Qui c’è un punto dirimente. La vulgata ha tradotto tale parola con sinonimi piuttosto riduttivi e svilenti: “vecchio, usato, demodé”. Viceversa, all’origine il termine si riferisce a bottiglie sulla cui etichetta è “indicato l’anno di produzione”, elemento che contribuisce a distinguere il vino di qualità. Il pezzo vintage non è tale in quanto trattiene meramente una traccia del passato, ma in quanto mostra, in talune caratteristiche, un tratto raro, singolare o unico. È in questo ambito che si iscrive, ad esempio, il ritorno del vinile come tecnologia che nell’ascolto della musica restituisce una esperienza tattile, oppure l’arrivo sulla scena della moda e del design dell’upcycling, vale a dire la valorizzazione di un prodotto o materiale di scarto che, esaurita la sua funzione di partenza, torna in gioco con un nuovo aspetto e una nuova funzionalità, che riscrive il destino di un oggetto traendolo letteralmente dall’indifferenziato e, grazie una sinapsi creativa, rientra nel mondo delle cose con un altro (e più alto) valore aggiunto.

“Se ho visto più lontano, è perché stavo sulle spalle di giganti…”, Isaac Newton, Lettera a Robert Hooke, 15 febbraio 1676.

Se lo statuto del digitale è predisposto costitutivamente per autoalimentarsi e sostituirsi in vario modo alla realtà fisica, possiamo forse dire, parafrasando Newton che la prossima entità che salirà sulle spalle dei giganti, non sarà un soggetto appartenente alla realtà fisica, ma molto probabilmente sarà un algoritmo. È una evenienza che mette l’essere umano in posizione di svantaggio?

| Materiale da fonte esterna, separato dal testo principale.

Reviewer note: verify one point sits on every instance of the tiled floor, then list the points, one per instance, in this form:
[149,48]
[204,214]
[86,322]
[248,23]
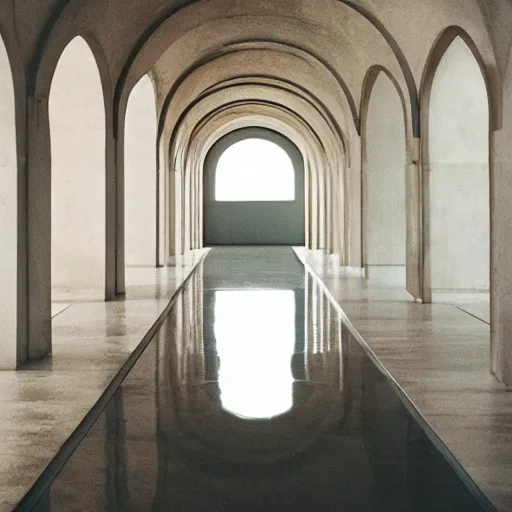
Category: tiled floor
[42,405]
[439,355]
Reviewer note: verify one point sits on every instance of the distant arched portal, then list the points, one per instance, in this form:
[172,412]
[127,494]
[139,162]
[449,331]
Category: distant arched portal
[254,190]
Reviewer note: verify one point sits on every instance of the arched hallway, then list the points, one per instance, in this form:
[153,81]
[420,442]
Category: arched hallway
[391,129]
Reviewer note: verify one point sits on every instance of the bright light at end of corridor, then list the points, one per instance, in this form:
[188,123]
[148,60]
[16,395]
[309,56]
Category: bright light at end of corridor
[255,333]
[255,170]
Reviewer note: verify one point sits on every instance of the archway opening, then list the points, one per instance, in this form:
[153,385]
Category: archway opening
[384,215]
[8,214]
[459,181]
[77,128]
[254,190]
[140,176]
[254,170]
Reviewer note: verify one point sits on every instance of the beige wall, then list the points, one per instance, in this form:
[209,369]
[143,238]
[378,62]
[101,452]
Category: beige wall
[459,173]
[140,176]
[77,126]
[384,178]
[8,215]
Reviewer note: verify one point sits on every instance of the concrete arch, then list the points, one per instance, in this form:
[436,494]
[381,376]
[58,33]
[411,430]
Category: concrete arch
[384,156]
[10,354]
[271,86]
[39,190]
[501,262]
[227,108]
[287,218]
[140,179]
[368,15]
[184,105]
[443,44]
[78,134]
[268,45]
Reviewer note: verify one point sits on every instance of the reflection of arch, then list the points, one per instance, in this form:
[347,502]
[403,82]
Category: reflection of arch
[140,175]
[9,353]
[384,150]
[77,130]
[256,222]
[439,51]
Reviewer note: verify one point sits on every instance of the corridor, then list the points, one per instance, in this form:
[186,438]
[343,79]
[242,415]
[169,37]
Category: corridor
[253,395]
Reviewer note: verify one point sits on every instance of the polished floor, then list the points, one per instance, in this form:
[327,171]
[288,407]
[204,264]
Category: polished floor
[254,396]
[46,404]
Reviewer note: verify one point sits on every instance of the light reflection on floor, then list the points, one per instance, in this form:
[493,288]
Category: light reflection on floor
[255,335]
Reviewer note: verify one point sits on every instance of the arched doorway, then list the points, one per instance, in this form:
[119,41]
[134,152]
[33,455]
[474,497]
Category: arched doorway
[8,214]
[140,176]
[458,191]
[254,190]
[77,128]
[384,160]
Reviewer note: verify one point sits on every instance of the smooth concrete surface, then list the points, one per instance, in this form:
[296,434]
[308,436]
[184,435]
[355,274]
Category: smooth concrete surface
[439,356]
[384,161]
[78,131]
[459,173]
[42,404]
[9,217]
[254,396]
[140,175]
[253,222]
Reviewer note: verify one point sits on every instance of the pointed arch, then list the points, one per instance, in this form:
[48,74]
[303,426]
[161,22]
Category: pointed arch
[141,176]
[384,156]
[78,175]
[457,118]
[8,214]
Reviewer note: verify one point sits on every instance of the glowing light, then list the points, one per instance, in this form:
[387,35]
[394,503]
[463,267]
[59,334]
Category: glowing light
[255,170]
[255,333]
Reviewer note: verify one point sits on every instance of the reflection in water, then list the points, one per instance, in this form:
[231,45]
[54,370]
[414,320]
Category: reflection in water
[255,335]
[175,435]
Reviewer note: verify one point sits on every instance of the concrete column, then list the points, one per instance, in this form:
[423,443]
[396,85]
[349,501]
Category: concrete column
[39,230]
[384,229]
[353,208]
[459,174]
[13,343]
[82,184]
[501,242]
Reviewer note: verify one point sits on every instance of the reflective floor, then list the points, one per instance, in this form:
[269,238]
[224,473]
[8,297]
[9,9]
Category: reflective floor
[253,396]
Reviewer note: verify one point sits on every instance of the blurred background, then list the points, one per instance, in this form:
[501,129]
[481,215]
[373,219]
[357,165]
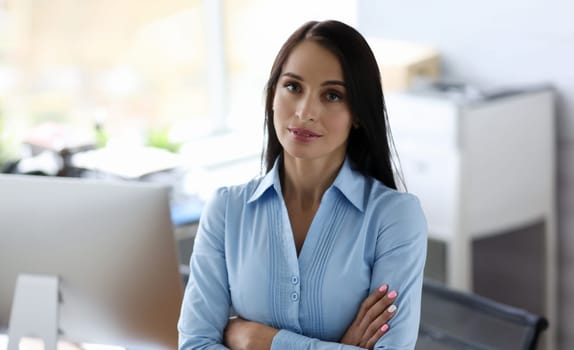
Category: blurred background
[188,76]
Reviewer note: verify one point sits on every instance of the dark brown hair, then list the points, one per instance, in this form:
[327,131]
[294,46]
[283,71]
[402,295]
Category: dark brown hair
[368,145]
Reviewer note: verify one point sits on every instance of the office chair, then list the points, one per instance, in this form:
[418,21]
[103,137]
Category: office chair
[452,319]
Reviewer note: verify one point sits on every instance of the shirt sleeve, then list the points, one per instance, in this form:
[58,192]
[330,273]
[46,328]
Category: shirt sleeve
[286,340]
[206,301]
[400,259]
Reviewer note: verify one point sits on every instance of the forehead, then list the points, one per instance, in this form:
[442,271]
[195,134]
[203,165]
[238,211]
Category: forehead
[309,59]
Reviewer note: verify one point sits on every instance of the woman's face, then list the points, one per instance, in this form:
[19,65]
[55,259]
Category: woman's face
[310,109]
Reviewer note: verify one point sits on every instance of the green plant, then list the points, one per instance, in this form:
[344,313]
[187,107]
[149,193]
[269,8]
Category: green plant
[159,138]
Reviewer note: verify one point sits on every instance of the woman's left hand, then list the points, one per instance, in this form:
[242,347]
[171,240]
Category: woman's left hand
[246,335]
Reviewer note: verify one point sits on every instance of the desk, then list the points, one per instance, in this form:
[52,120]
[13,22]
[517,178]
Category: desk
[480,168]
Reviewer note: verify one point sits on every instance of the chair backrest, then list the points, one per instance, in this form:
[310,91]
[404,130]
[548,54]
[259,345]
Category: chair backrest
[451,319]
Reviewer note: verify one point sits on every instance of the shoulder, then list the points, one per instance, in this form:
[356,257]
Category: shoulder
[392,209]
[233,196]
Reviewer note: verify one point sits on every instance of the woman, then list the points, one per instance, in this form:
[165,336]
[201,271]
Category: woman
[313,254]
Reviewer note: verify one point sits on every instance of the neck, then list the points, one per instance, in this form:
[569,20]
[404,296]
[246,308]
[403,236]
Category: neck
[305,181]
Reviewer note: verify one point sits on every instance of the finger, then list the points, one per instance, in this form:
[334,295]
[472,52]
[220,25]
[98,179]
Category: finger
[370,344]
[378,324]
[377,309]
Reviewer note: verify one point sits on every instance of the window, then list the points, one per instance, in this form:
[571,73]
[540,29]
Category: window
[191,66]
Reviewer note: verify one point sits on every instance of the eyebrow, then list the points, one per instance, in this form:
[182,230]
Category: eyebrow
[325,83]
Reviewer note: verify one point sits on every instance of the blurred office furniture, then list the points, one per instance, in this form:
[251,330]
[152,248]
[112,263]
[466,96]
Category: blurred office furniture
[483,165]
[402,63]
[107,251]
[451,319]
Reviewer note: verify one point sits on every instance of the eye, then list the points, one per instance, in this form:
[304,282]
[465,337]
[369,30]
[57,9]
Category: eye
[292,86]
[333,96]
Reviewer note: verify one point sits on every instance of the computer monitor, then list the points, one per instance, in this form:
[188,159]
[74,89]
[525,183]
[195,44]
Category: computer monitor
[110,243]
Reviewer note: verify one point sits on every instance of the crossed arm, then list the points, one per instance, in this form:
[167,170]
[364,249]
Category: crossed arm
[368,326]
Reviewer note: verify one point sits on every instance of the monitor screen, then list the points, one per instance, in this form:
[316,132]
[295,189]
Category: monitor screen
[112,247]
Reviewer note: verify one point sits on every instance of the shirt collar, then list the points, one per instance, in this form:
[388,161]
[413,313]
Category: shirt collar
[349,182]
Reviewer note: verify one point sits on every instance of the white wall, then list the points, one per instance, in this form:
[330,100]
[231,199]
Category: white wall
[499,43]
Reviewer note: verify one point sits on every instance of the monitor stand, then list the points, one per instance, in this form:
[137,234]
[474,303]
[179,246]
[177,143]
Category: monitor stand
[34,311]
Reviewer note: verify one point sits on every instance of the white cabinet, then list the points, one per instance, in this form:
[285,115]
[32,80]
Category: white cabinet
[480,167]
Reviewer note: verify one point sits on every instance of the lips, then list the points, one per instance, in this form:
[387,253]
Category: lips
[302,132]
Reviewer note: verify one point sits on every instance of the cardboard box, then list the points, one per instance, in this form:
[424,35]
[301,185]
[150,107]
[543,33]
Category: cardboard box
[402,62]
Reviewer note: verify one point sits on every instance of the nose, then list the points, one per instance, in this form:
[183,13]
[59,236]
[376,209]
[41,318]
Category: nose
[307,109]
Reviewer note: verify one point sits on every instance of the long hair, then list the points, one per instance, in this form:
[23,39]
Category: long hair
[368,144]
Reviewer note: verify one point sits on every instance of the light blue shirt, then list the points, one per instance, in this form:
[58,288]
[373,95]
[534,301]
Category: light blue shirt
[363,235]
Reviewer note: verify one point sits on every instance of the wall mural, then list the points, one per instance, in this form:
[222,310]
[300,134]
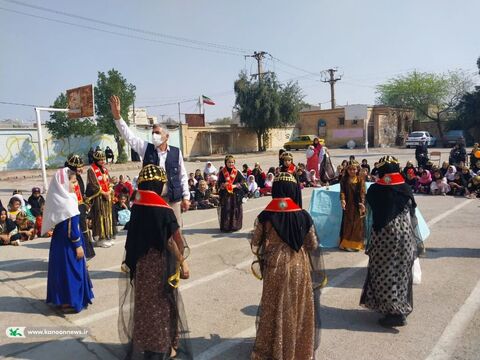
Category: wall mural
[19,148]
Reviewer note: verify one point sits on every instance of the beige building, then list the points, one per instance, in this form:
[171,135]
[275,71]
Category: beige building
[224,139]
[141,117]
[386,126]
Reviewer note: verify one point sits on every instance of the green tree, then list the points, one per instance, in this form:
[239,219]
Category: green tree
[266,104]
[468,111]
[222,121]
[61,127]
[432,96]
[113,83]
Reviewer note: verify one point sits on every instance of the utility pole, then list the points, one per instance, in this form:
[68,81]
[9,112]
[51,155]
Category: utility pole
[259,56]
[332,82]
[179,114]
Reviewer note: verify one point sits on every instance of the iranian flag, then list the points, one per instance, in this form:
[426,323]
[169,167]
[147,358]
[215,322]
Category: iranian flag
[207,100]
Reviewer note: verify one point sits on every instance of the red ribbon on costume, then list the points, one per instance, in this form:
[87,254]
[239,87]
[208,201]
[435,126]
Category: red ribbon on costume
[229,178]
[282,205]
[102,178]
[391,179]
[149,198]
[78,193]
[291,169]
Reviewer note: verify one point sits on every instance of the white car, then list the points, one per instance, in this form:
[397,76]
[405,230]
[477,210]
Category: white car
[418,137]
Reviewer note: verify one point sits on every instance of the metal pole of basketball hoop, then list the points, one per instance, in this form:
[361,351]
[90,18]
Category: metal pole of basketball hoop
[366,134]
[40,142]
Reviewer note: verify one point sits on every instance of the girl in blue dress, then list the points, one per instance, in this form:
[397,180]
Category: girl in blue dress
[68,285]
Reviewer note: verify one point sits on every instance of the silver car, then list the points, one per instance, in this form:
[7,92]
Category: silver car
[419,137]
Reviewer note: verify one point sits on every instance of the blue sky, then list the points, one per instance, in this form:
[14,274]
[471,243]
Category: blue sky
[369,41]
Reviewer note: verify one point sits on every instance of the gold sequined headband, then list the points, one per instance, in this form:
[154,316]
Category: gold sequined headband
[99,155]
[152,173]
[387,160]
[75,161]
[284,176]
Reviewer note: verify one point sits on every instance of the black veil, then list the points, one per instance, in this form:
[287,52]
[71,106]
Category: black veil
[150,233]
[292,227]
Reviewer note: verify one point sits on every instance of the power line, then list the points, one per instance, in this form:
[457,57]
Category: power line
[332,82]
[119,33]
[129,28]
[298,68]
[20,104]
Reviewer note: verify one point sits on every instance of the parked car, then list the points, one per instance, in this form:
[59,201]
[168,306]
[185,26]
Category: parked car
[418,137]
[451,137]
[301,142]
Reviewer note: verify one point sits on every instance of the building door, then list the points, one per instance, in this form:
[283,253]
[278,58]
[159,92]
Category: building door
[371,133]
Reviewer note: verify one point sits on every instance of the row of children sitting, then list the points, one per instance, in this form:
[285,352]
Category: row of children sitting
[21,220]
[446,180]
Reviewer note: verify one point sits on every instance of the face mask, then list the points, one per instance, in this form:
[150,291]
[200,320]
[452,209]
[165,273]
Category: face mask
[158,140]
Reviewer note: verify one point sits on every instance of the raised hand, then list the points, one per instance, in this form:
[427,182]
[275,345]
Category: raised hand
[115,107]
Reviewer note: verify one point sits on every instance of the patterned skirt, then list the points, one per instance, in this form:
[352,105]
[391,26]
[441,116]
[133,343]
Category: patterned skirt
[388,286]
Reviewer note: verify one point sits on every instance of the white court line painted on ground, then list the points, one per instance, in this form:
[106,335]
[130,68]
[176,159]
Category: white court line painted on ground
[245,212]
[43,283]
[214,351]
[106,313]
[453,333]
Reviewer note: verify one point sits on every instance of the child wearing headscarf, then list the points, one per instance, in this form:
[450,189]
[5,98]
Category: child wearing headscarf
[439,184]
[450,174]
[8,229]
[252,187]
[410,175]
[267,189]
[209,170]
[424,181]
[25,228]
[69,285]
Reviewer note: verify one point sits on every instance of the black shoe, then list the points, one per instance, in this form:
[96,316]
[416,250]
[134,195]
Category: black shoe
[393,320]
[150,355]
[421,251]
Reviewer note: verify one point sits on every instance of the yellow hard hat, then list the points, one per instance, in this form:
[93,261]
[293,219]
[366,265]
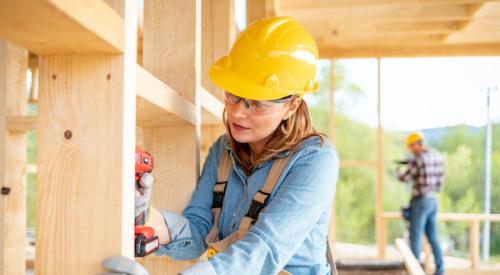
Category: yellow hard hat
[414,137]
[271,59]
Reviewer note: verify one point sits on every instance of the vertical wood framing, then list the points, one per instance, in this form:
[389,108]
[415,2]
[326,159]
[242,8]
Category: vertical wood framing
[86,138]
[379,230]
[218,34]
[13,159]
[256,9]
[474,244]
[331,135]
[172,35]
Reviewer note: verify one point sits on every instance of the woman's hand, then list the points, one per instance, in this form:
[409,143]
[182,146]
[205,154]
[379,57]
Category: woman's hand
[142,198]
[124,266]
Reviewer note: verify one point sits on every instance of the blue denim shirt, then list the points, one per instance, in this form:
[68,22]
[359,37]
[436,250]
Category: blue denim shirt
[290,232]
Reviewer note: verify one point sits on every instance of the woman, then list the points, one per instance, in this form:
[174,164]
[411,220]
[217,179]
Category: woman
[262,204]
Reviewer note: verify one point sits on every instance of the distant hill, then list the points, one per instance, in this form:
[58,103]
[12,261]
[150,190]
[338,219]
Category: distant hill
[434,135]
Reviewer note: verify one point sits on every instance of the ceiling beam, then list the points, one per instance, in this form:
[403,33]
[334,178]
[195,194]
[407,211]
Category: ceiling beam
[416,51]
[373,15]
[321,4]
[61,27]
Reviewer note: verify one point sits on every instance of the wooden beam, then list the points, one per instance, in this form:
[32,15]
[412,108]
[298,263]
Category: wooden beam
[13,159]
[62,26]
[396,29]
[304,4]
[172,33]
[411,51]
[86,137]
[377,14]
[21,124]
[211,108]
[384,41]
[158,105]
[256,9]
[411,263]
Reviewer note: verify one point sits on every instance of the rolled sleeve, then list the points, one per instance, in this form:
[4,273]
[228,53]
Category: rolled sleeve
[201,268]
[188,231]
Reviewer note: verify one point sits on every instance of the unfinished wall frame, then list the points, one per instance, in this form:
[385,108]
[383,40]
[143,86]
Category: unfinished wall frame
[13,158]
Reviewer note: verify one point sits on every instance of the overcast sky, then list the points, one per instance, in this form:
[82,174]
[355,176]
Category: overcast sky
[420,93]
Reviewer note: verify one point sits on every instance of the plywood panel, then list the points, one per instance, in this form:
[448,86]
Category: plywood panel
[62,26]
[86,140]
[13,159]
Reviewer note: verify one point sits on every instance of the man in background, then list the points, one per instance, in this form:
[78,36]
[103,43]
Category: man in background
[426,171]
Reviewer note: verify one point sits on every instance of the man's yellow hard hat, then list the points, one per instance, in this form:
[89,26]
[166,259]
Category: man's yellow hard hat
[271,59]
[414,137]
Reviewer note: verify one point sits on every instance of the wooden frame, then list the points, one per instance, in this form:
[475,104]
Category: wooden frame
[13,158]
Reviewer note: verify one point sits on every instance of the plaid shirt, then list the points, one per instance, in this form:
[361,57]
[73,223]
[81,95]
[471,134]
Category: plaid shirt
[426,170]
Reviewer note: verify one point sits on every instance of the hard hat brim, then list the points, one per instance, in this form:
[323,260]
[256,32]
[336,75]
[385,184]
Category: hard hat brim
[243,87]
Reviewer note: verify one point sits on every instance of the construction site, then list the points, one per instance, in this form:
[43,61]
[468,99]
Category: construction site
[83,83]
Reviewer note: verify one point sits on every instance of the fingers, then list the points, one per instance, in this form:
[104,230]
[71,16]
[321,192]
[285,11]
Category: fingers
[146,181]
[124,265]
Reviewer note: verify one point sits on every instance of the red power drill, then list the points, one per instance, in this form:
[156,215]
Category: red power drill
[145,240]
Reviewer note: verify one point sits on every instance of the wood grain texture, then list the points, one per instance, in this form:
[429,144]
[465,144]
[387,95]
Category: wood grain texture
[13,159]
[62,26]
[172,35]
[86,140]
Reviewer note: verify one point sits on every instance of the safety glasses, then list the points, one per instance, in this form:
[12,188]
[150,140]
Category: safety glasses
[257,107]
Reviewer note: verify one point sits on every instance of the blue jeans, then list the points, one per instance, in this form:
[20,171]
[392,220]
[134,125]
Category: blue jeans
[423,217]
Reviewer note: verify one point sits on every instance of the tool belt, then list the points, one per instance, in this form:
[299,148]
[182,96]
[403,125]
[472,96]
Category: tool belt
[259,202]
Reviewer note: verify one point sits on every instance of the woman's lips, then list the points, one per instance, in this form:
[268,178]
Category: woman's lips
[238,127]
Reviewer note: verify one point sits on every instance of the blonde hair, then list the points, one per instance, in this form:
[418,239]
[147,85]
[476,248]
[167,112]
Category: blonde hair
[287,137]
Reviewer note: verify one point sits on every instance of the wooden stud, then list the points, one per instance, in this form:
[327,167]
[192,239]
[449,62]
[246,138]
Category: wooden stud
[218,35]
[172,33]
[21,124]
[13,159]
[331,135]
[158,105]
[379,195]
[86,140]
[62,26]
[474,244]
[256,9]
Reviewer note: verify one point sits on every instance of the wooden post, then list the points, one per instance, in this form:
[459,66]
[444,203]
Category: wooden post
[86,136]
[474,244]
[256,9]
[13,159]
[218,34]
[172,36]
[379,174]
[383,237]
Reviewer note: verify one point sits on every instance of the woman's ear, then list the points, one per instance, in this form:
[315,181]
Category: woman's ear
[293,106]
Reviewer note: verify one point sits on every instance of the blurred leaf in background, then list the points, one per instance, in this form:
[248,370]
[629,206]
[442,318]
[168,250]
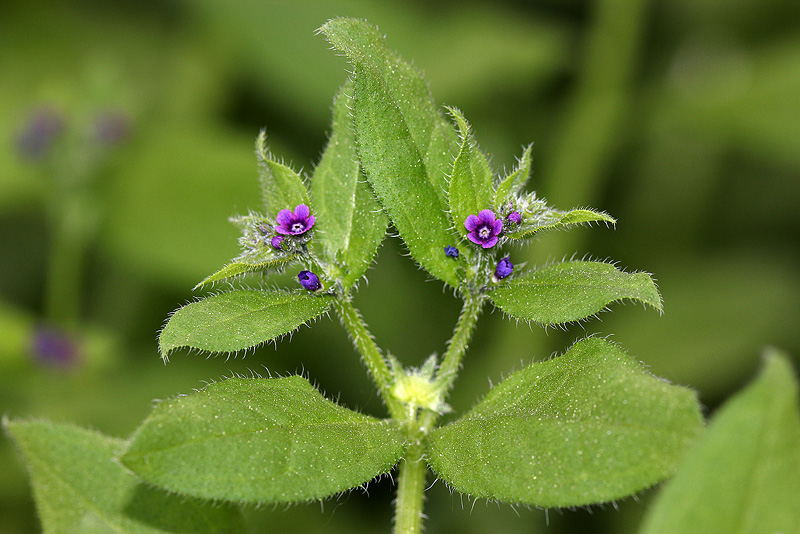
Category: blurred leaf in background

Va tenuto presente che la resistenza inerziale è tipica di qualsiasi passaggio tecnologico. Non c’è stata mai transizione tecnologica che non abbia dovuto fare i conti con l’animo umano che, per sua natura, preferisce spostare sempre in avanti il momento topico in cui si rende necessario cambiare lo status quo, diversamente dai processi dell’intelligenza artificiale in grado di apprendere con una velocità superiore a quella umana. Mentre la biologia umana ha bisogno di tempo per adeguarsi alla mutazione genetica, le società formate da esseri umani hanno bisogno di scossoni possenti (non meno che di crisi profonde) per imboccare il sentiero laterale delle transizioni tecniche. Lo dimostra in maniera plastica la pandemia da COVID-19 che ha svolto la funzione di una guerra senza bombe né cannoni, ma con simile fallout quanto a capacità di imprimere una accelerazione culturale al mondo, tale per cui soluzioni che erano già disponibili e non ancora utilizzate, da potenziali divengono praticabili e fungibili. La pandemia che ci ha collocati in una situazione di movimento, spingendoci fuori dalla trincea. L’effetto di questa accelerazione è la seguente: dal punto di vista macro-fenomenico, possiamo dire che stiamo assistendo alla grande migrazione dallo spazio newtoniano a quello digitale, come ci ricorda Luciano Floridi quando parla di filosofia dell’informazione, nuova area di ricerca emersa dalla svolta computazionale che apre l’era dell’humanities computing.

Conclusioni

Una cosa è certa a oggi la coscienza e la personalità sono elementi distintivi degli umani. Almeno nel breve periodo analogico e digitale continueranno a convivere nella consapevolezza che il mondo in generale tende per il digitale. Ma in un futuro non molto lontano un algoritmo potrebbe essere in grado di “riprodurre” digitalmente l’analogico creando emozioni, generando una nuova serie di processi. In ogni caso, se mai accadesse, la loro coscienza potrebbe non assomigliare a quella umana.

Bibliografia

Ashlee Vance. Elon Musk. Tesla, SpaceX e la sfida per un futuro fantastico. HOEPLI, 2017.

Luciano Floridi. Pensare l’infosfera. La filosofia come design concettuale. Editore Cortina Raffaello, 2020.

Massimo Chiriatti. #Humanless. L’algoritmo egoista. HOEPLI, 2019.

Roland Barthes Frammenti di un discorso amoroso. EINAUDI, 2014.

Stephen Hawking. Le mie risposte alle grandi domande. BUR, 2019.